Composé de E-machins, glucose inverti et autres saloperies !

 

 

  • Ça ne coûte pas forcément plus cher.

    • Je suis allé regarder les prix des prémix sur le site de Monoprix. Je passe tout de suite le prémix de Mojito par Bacardi qui vaut presque le même prix que le rhum Bacardi (21,99 €/L pour le prémix contre 25,49 €/L pour le rhum). Je pense qu’il n’y a même pas besoin de faire la démonstration que vous vous faites entuber si vous achetez ça. Je ne vais pas le faire non plus avec un autre prémix de Mojito, déjà parce qu’on a assez parlé de ce cocktail pour aujourd’hui, et parce que je n’ai pas envie de calculer le prix d’une feuille de menthe.On va prendre le Gin Fizz de Gibson’s, uniquement des ingrédients liquides, c’est beaucoup plus simple. Il coûte 12,79 € le litre. Il ne contient pas d’eau gazeuse, il n’y a donc que la partie « Gin Sour » en fait.

 

Comparaisons et calculs entre recette originale et pré-mix

Or, si je suis la recette de Robert Hess par exemple, il faut 6 parts de gin pour 2 parts de citron et une part de sirop de sucre. Pour obtenir un litre de ce mélange, il me faut donc 2/3 L de gin (Gibson’s of course, il faut comparer ce qui est comparable, même si chez vous, vous prendrez quelque chose d’un peu plus haut de gamme, je vous fais confiance). A 17,29 € le litre, on en a donc pour 11,52 € de gin. Il faut ensuite 2/9 de litre de jus de citron. Il faut je dirais 2 kg de citrons pour faire 1 L de jus de citron. Donc pour faire 2/9 de litre, il va me falloir 4/9 kg de citrons, à 4€/kg, cela nous fait 1,77 € de citrons. Enfin 1/9 L de sirop simple à 5,39 € le litre (si vous ne le faites pas vous même), soit 59 centimes de sirop. Et donc un total de 13,88 €, donc très proche des 12,79 € proposés par Gibson’s. En plus leur produit final fait 18°, ce qui veut dire qu’il y a moins de 50 % de gin, alors que ma recette en contient 66 %. Vous avez compris le fond de ma pensée. Et on parle citrons fraîchement pressés avec amour, pas d’un mélange d’acide citrique et de limonène.

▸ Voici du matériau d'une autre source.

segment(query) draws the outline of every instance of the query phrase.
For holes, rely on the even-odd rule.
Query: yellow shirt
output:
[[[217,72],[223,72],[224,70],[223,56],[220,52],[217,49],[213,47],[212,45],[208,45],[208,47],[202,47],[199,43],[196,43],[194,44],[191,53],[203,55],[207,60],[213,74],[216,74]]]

La conclusion de cet article est assez évidente : c’est facile et rapide de préparer un cocktail. Ça coûte pareil, voire moins cher de le faire soi-même, et on est sûr de ce qu’on a dans notre verre au final. Si vous êtes en train de lire ce message, il y a des chances que je prêche un convaincu, mais vous avez certainement encore quelques amis qui s’intoxiquent avec ces infâmes mélanges, c’est l’occasion de les faire changer d’avis.